Disant cela, elle regarda longuement du côté de la statue à laquelle Casparis était en train de travailler et qui se dressait au milieu de l’atelier, enveloppée de linges mouillés, pour empêcher la terre de sécher trop vite ; de sorte qu’il était assez difficile de deviner ce que ce voile recouvrait.
– Tu as envie de savoir ce qu’il y a là-dessous, n’est-ce pas ? dit Casparis, qui avait surpris ce regard curieux.
Elle prit un air sainte-nitouche.
– Oh ! moi, monsieur, je n’ai envie de rien.
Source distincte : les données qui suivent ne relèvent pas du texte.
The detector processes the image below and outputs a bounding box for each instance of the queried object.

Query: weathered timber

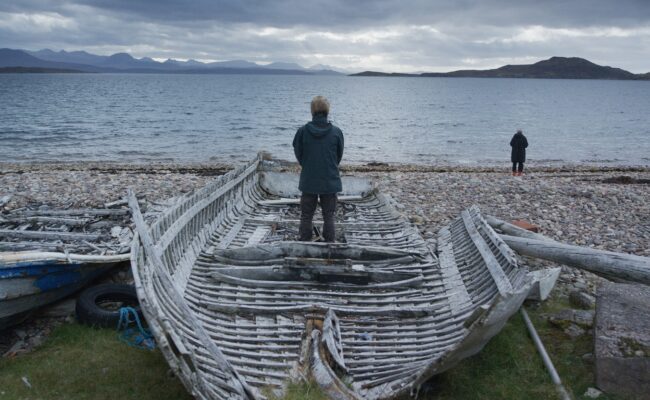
[485,215,553,240]
[130,158,532,400]
[501,235,650,285]
[0,229,109,241]
[16,208,129,217]
[5,216,90,227]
Mais son regard démentit ses paroles.
Et Casparis se mit à sourire ; avec son babil et sa rouerie enfantine, cette petite l’amusait.
– As-tu déjeuné ? dit-il.
– Monsieur, j’ai soupé hier soir.
– Mais ce matin ?
– Je me suis levée.
– Alors tu n’as pas mangé ?
– J’ai joué.
– Mais tu mangerais bien, n’est-ce pas ?
– Si vous voulez.
Il était donc dit qu’il n’obtiendrait pas d’elle une réponse précise ; il eut la fantaisie de la pousser.
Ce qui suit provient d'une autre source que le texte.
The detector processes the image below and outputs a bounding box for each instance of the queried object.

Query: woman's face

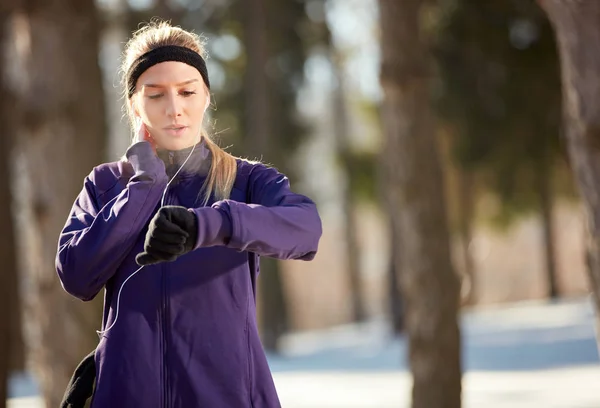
[132,61,210,150]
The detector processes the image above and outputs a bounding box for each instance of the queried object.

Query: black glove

– Et si je ne voulais pas que tu manges ?
– Je ne mangerais pas.
– Si je veux que tu manges ?
– Je mangerai.
– Lequel des deux te sera le plus agréable ?
– Ce qui vous plaira.
– Tu n’as donc pas de volonté ?
– Non, monsieur ; je fais ce qu’on veut.
– Mais toi, ne fais-tu pas ce que tu veux quelquefois ? – Je ne l’ai jamais fait que depuis quatre jours dans la rue ; mais je n’ai pas fait tout ce que j’aurais voulu, car j’aurais bien voulu ne pas coucher dehors cette nuit et manger à ma faim hier.
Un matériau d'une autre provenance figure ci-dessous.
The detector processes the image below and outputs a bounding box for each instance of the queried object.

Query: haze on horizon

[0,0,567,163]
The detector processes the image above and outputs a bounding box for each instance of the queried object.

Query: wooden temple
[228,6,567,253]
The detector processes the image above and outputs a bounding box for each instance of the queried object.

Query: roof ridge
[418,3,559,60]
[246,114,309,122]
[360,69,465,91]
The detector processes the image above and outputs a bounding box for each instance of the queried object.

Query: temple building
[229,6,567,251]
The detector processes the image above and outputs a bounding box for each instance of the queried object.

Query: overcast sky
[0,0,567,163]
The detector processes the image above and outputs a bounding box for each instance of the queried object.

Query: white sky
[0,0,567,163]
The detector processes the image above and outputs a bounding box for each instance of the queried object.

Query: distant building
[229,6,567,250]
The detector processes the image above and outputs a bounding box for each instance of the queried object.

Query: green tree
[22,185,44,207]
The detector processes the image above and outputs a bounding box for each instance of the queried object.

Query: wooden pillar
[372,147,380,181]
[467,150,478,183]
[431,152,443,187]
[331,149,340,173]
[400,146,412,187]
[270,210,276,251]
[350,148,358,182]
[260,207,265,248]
– Eh bien ! ici tu vas manger à ta faim et tant que tu voudras, car si je ne t’ai donné que de la soupe hier soir, c’était parce qu’il y avait danger qu’après ton jeûne trop de nourriture te fît mal ; aujourd’hui ce danger n’existe plus et tu pourras manger tant que tu voudras.
– Oui, monsieur.
Il sonna et demanda à Nicolas, qui répondit à son appel, de lui servir sa soupe.
– Avec deux couverts, dit-il.
– La petite mange ?
– Mais certainement elle mange ; crois-tu qu’elle n’a pas faim ?
– Ce n’est pas cela que je veux dire, je dis elle mange avec…
Nicolas eût été le plus malheureux homme du monde de ne plus tutoyer son maître, car, pour lui, le tutoiement était une espèce de lien de parenté ou tout au moins d’affection réciproque ; mais par un sentiment de réserve et de discrétion, il ne voulait pas en abuser, de sorte qu’il se donnait beaucoup de mal pour n’employer le toi que le plus rarement possible. Il allait dire : elle mange avec toi… ; il se reprit.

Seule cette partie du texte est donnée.